Sandra Newman’s Julia has a connoisseur’s nose for body odor. When she gets close to another person or animal, she almost always notices their smell — manly, dusty, dungy, a hint of talcum powder. When she suppresses emotion, she sweats. She sprains her wrist and tears rise “of themselves like sweat.” In a pivotal scene, she unblocks a gruesomely overflowing toilet. This abundance of bodily functions feels like a reminder of George Orwell’s original Julia in Nineteen Eighty-Four, whose physical abandon makes her an object of desire and symbol of rebellion.
This fantasy is punctured in Julia. Bodies are sensuous but they are also skin-crawlingly horrible. Mutilated wrecks, with teeth and nails removed in the Ministry of Love, creep around London on all fours. Suffering and sensuality become two sides of the same problem when Julia is confronted with flesh-eating rats: “They wanted a meal. But that was all they wanted.” Not malevolence, just bodies being bodies: “These were animals,” she says, and might be talking about the humans too.
Unexpectedly for a novel riffing on Orwell’s political dystopia, it seems like it wants to be the opposite of political. The way bodies are handled — their need for comfort, their impulse for survival — doesn’t leave room for much else. Beliefs and relationships dissolve into delusion or “sham.” If Orwell’s novel is a fable of ideology gone wrong, Julia is the story of a young woman who believes in nothing.
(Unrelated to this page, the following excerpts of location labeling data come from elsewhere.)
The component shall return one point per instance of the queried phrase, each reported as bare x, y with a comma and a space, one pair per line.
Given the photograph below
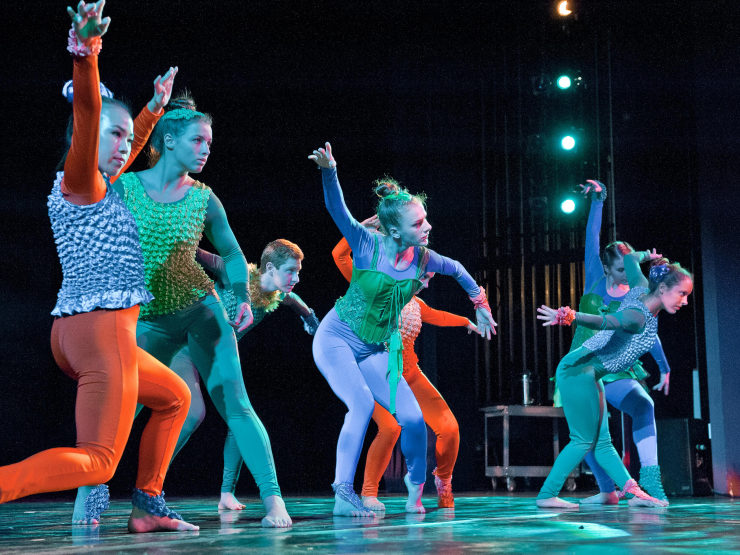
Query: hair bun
184, 101
67, 91
386, 187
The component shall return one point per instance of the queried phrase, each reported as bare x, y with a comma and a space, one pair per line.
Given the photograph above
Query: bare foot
277, 515
413, 504
346, 502
140, 522
228, 501
90, 502
602, 498
371, 502
556, 503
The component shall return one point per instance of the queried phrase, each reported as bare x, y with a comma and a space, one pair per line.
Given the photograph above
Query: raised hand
372, 223
323, 157
485, 324
650, 255
244, 317
547, 315
88, 20
665, 379
162, 90
592, 186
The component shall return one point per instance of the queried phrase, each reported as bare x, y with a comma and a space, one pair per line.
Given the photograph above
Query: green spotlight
568, 142
563, 82
568, 205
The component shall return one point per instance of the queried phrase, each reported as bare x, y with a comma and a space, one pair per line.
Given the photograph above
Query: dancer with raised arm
434, 409
93, 336
622, 338
172, 211
349, 346
605, 286
270, 286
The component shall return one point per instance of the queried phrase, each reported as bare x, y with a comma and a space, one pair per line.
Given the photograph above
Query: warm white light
563, 8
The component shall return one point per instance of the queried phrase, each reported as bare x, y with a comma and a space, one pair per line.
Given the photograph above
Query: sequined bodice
618, 350
169, 235
98, 247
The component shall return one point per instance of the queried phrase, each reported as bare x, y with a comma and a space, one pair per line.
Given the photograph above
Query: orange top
83, 183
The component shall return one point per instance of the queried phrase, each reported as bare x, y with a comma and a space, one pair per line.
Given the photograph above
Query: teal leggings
199, 340
582, 393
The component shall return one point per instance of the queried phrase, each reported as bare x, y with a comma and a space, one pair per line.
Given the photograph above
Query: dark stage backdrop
398, 89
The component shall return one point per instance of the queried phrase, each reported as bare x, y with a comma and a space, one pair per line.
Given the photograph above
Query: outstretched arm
439, 264
594, 268
149, 116
665, 369
342, 256
359, 238
219, 233
440, 318
310, 321
630, 320
83, 183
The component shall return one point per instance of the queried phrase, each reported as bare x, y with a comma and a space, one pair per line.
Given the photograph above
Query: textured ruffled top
169, 233
98, 247
617, 349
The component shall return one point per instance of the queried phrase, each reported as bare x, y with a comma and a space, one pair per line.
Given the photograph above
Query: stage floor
479, 524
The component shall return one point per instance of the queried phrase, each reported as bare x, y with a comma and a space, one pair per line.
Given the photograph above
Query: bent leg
168, 396
439, 417
380, 451
98, 349
631, 398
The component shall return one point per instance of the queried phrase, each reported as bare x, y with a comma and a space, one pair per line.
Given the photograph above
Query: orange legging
436, 414
98, 349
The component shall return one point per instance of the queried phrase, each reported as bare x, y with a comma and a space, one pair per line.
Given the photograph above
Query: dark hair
278, 252
668, 273
393, 198
614, 251
173, 126
107, 101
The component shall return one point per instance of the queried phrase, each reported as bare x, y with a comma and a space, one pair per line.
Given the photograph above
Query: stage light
563, 82
563, 9
568, 206
568, 142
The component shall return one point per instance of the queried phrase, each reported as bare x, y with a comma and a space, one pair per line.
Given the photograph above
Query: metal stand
508, 471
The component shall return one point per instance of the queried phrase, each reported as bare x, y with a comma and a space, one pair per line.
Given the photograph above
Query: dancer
172, 210
434, 409
349, 345
605, 285
623, 337
270, 285
93, 337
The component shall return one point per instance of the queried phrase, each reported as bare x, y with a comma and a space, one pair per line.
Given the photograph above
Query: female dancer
172, 210
93, 337
349, 345
270, 285
624, 336
606, 284
434, 409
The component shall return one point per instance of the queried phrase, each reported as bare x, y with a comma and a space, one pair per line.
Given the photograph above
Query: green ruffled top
169, 233
372, 308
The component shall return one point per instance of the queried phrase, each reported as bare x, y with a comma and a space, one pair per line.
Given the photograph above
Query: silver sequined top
98, 247
618, 350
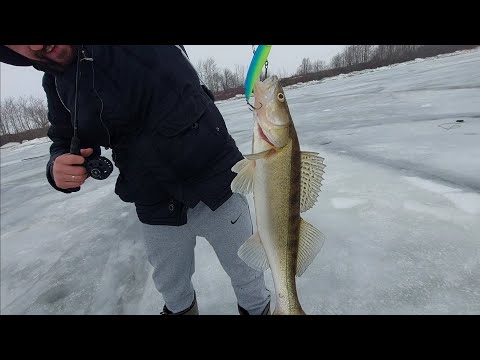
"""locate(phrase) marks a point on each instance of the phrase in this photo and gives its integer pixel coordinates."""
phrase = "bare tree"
(23, 114)
(337, 61)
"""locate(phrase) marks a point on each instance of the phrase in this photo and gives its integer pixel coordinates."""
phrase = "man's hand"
(67, 172)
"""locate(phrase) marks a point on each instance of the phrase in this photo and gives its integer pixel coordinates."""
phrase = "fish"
(285, 182)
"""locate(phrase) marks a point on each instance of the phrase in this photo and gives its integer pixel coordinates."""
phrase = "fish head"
(271, 112)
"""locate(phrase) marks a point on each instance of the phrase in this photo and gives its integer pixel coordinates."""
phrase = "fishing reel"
(98, 167)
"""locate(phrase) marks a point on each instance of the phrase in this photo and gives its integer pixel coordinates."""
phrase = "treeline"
(352, 58)
(26, 118)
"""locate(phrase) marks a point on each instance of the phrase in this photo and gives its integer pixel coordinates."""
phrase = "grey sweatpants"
(170, 250)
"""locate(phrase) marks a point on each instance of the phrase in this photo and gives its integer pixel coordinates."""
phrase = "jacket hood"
(10, 57)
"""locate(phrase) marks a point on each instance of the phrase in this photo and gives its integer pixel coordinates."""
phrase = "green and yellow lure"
(259, 59)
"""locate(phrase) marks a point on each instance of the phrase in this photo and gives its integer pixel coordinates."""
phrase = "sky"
(21, 81)
(399, 207)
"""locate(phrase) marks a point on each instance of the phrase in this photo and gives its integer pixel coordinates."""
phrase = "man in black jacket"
(171, 146)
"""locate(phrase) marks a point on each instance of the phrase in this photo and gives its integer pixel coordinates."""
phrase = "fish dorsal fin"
(311, 179)
(258, 156)
(253, 253)
(245, 169)
(243, 182)
(311, 241)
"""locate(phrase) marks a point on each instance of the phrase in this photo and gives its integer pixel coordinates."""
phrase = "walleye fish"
(285, 182)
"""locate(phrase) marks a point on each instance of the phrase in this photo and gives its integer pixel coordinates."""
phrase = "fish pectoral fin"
(253, 253)
(258, 156)
(311, 179)
(311, 241)
(243, 182)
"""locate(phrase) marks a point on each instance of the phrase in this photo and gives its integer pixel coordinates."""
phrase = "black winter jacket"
(168, 139)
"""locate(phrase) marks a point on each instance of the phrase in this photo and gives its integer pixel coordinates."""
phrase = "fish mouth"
(263, 87)
(263, 136)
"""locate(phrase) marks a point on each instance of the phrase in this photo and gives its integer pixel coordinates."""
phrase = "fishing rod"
(259, 60)
(98, 167)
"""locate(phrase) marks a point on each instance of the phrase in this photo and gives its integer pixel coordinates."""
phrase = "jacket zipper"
(58, 93)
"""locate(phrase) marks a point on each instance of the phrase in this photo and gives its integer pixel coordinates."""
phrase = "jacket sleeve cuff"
(52, 182)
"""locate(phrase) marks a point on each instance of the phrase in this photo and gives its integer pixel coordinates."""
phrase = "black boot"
(265, 311)
(191, 310)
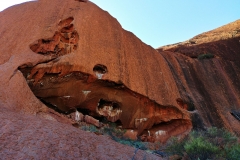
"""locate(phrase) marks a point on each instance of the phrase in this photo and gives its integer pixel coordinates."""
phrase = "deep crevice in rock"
(64, 41)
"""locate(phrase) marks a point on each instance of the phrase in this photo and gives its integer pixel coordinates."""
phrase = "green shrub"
(205, 56)
(213, 143)
(233, 152)
(175, 146)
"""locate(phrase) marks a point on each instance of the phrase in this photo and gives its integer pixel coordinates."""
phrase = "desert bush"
(175, 146)
(233, 152)
(213, 143)
(205, 56)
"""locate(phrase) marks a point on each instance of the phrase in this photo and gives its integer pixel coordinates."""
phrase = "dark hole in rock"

The book dispels many of Nineteen Eighty-Four’s ambiguities (the curtain draws back and reveals Big Brother, a senile old man who has soiled himself) and lacks its conviction. Sometimes this allows for subtler shading but often it just feels apathetic and directionless.
After her time in the Ministry of Love, Julia begins reading novels produced by machines, with titles such as War Nurse. Her life quickly takes on the flavor of these books. She bounces along in a jeep with soldiers who quote Wordsworth and remind her of the airmen she idolized as a child. It feels like the false ending of Terry Gilliam’s Brazil but without the punchline revealing it as escapist fantasy. Of her own complicity in murder, Julia reflects: “One had no choice. One tried to be kind whenever one could. One survived and then one was sorry.” By the end, Julia only longs to put roses in her hair and take a bubble bath in a golden tub.